Arriving just in time for the spooky season is director André Øvredal and producer Guillermo Del Toro’s Scary Stories to Tell in the Dark, a lovingly crafted adaptation of the iconic 1980s children’s book series of the same name.
Set against the backdrop of small-town America in 1968, the film follows a group of teenagers on Halloween night. After catching the ire of a local bully, friends Stella, Auggie, Chuck and loner Ramón are chased into the supposedly haunted Bellows mansion, where they learn the legend of the family that lived there at the turn of the century.
It’s said that young Sarah Bellows was kept in the basement of the house by her parents, where she wrote macabre stories of death that, unfortunately for the people in them, became true. Stella finds Sarah’s book and takes it home with her, where a phantom hand begins writing the stories again, in blood.

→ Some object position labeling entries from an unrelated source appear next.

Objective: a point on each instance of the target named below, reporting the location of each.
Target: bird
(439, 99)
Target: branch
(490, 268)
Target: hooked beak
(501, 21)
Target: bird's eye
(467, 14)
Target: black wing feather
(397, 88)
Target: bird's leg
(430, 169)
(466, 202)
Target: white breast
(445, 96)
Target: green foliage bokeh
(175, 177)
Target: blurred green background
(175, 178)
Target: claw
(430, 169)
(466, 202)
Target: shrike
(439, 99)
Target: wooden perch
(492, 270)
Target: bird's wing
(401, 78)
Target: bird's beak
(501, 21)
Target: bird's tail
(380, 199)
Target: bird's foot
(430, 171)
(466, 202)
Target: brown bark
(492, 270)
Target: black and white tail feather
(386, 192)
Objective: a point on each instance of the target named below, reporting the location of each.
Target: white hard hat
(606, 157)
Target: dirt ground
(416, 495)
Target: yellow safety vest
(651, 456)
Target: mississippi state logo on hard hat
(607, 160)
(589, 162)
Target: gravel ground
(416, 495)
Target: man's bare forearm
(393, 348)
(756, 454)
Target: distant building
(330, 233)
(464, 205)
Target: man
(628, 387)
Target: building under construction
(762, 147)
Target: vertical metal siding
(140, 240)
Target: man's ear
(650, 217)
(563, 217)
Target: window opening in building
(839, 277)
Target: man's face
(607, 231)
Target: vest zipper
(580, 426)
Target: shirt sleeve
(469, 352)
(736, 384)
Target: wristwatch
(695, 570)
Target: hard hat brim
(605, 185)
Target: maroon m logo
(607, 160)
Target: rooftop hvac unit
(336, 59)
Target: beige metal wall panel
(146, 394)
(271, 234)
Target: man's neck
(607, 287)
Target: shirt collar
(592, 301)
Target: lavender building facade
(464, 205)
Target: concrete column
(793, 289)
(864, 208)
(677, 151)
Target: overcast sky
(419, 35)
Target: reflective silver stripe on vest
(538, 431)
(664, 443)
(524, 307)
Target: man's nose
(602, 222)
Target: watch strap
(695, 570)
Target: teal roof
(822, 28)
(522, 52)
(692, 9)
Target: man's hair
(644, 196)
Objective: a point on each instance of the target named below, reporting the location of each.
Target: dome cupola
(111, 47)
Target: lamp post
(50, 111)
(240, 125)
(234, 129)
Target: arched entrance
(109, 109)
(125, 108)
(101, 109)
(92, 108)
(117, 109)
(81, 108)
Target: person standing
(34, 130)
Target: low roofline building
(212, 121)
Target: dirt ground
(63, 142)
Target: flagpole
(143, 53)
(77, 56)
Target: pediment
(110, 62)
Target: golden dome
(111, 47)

Øvredal is no stranger to genre film, and familiarity with his previous films Troll Hunter and The Autopsy of Jane Doe makes it obvious why Del Toro brought him on board for this project. Øvredal brings a welcome European sensibility to the production, with great use of colour and shadow that builds atmosphere admirably. Del Toro’s own fingerprints can be seen all over the film, especially in the creature design, which brings the pages of the books to life as accurately as they are terrifying.
Infamous for its disturbing content and chilling illustrations, the Scary Stories series has long stirred up controversy as being inappropriate for children. This movie adaptation positions itself somewhere in between, aiming at kids and providing full strength, gory horror for the older patrons.
That’s not to say Scary Stories to Tell in the Dark condescends to its intended young adult audience. In what is seemingly a lost art these days, the filmmakers straddle the line between grades of horror expertly, creating an effective gateway of sorts to stronger material. There are plenty of moments here that are creepy enough to catch even the most jaded horror fans off guard, and traumatise very small children for life!
However, if you’re not a fan of jump-scares, you won’t be pleased by Scary Stories, as the film is brimming with ratcheting tension and loud sounds that’ll send your popcorn flying in every direction. The sound design is a big part of the film, and you’ll hear every scuttling spider and cracking bone in extreme, unsettling clarity.
The book series upon which Scary Stories to Tell in the Dark is based featured short stories collected into three volumes. In adapting the source material, this big-screen version doesn’t take the typical anthology-film approach by simply presenting each segment as unlinked entities. Instead, it employs the clever plot device of Sarah’s book to frame the narrative. It works well, allowing for each character to shine as they face their own fears in vignettes inspired by some of the most memorable tales from the books. It works almost like the Final Destination films, in that it builds an effective, ever-growing sense of dread in the audience as subsequent characters are taken out by evil forces one by one.
The young cast does a wonderful job, weaving together a likable, coherent ensemble that work well together, and you’re left wondering where the story will take them next. Yes, we’re left with a cliffhanger, but of course, there are plenty of scary stories left in the books if there happens to be a sequel in the future.
While there is some over-reliance on horror cliche, Øvredal and Del Toro know what they’re doing and lean into what may be considered shortcomings in the material in clever ways. Scary Stories to Tell in the Dark is a love letter to the kinds of horror stories they grew up with as children, and as a result, makes for a perfect family outing to the cinema in the Halloween season. Just maybe leave the really little ones at home!